How Analysts Think and Why They Think the Way They Do: Reflections on Three Psychoanalytic Hours (Book Review)
Author: Rothstein, Arden Aibel and Abrams, Samuel (Editors)
Publisher: Madison CT, International Universities Press, 2005
Reviewed By: Edwin Fancher, Fall 2005, pp. 62-63
This volume is the partial record of a meeting to celebrate the fiftieth anniversary of the NYU Psychoanalytic Institute at New York Medical Center as a functioning affiliate of the American Psychoanalytic Association. The very title of this small paperback perhaps promises more than can be expected from one all-day conference on such a broad topic.
To demonstrate how the mind of the analyst works Dr. Claudia Lament, a recent graduate of the Institute, presented a brief case summary and process notes on three consecutive analytic hours with a young male patient. Her presentation was followed by extensive commentaries by panelists Kathleen Lyon, Shelley Orgel, Nasir Ilahi and Peter B. Neubauer, all faculty and members of the NYU Institute. Later there were extemporaneous remarks by members of the audience and follow up questions and answers.

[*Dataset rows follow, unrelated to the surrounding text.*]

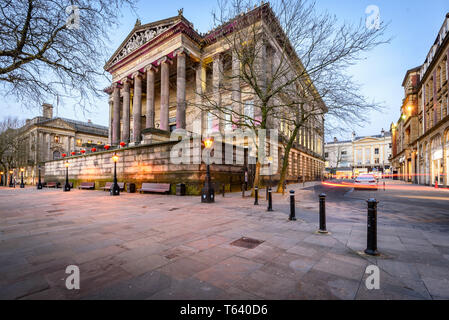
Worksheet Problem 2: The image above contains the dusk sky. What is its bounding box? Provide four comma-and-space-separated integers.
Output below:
2, 0, 449, 142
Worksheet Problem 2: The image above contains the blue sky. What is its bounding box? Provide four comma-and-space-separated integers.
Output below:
2, 0, 449, 138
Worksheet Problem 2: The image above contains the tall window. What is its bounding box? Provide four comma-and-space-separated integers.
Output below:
224, 106, 232, 132
244, 100, 254, 125
207, 112, 214, 132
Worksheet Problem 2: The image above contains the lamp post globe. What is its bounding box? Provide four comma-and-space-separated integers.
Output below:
37, 165, 42, 190
109, 154, 120, 196
64, 161, 70, 192
9, 170, 14, 188
201, 138, 215, 203
20, 168, 25, 188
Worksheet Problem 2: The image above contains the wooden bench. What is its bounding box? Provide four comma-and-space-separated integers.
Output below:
45, 182, 59, 189
138, 183, 170, 193
100, 182, 125, 191
78, 182, 95, 190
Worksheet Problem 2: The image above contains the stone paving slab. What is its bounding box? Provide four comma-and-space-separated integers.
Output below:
0, 184, 449, 299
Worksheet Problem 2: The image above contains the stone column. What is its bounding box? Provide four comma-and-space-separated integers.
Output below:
108, 100, 112, 144
212, 54, 224, 132
121, 78, 131, 143
145, 65, 157, 128
194, 62, 207, 134
46, 133, 53, 160
159, 57, 171, 131
231, 49, 242, 123
132, 72, 142, 144
112, 83, 120, 145
176, 49, 186, 129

Several months after the event the participants were queried about the issues that had been central to the discussions, and this record was added to the volume. Numerous introductions and commentaries by the two editors were featured throughout.
The case presented was that of Mr. A., a 30-year-old writer and businessman, who suffered from a writer’s block and a failed love life. The hours presented in detail occurred during the third year of a four time per week analysis, at a time when he was particularly depressed and resistant. In these three reported sessions the patient attacked the analyst with invective, defiance and periods of sullen silence. The analyst showed great courage in reporting her feelings of frustration and confusion, and her doubts about whether to intervene or not at certain times, and if so, in what way: “Perhaps I should have left myself out of my interpretations and simply stayed with his feelings about Rebecca or with his dreams” (p. 15).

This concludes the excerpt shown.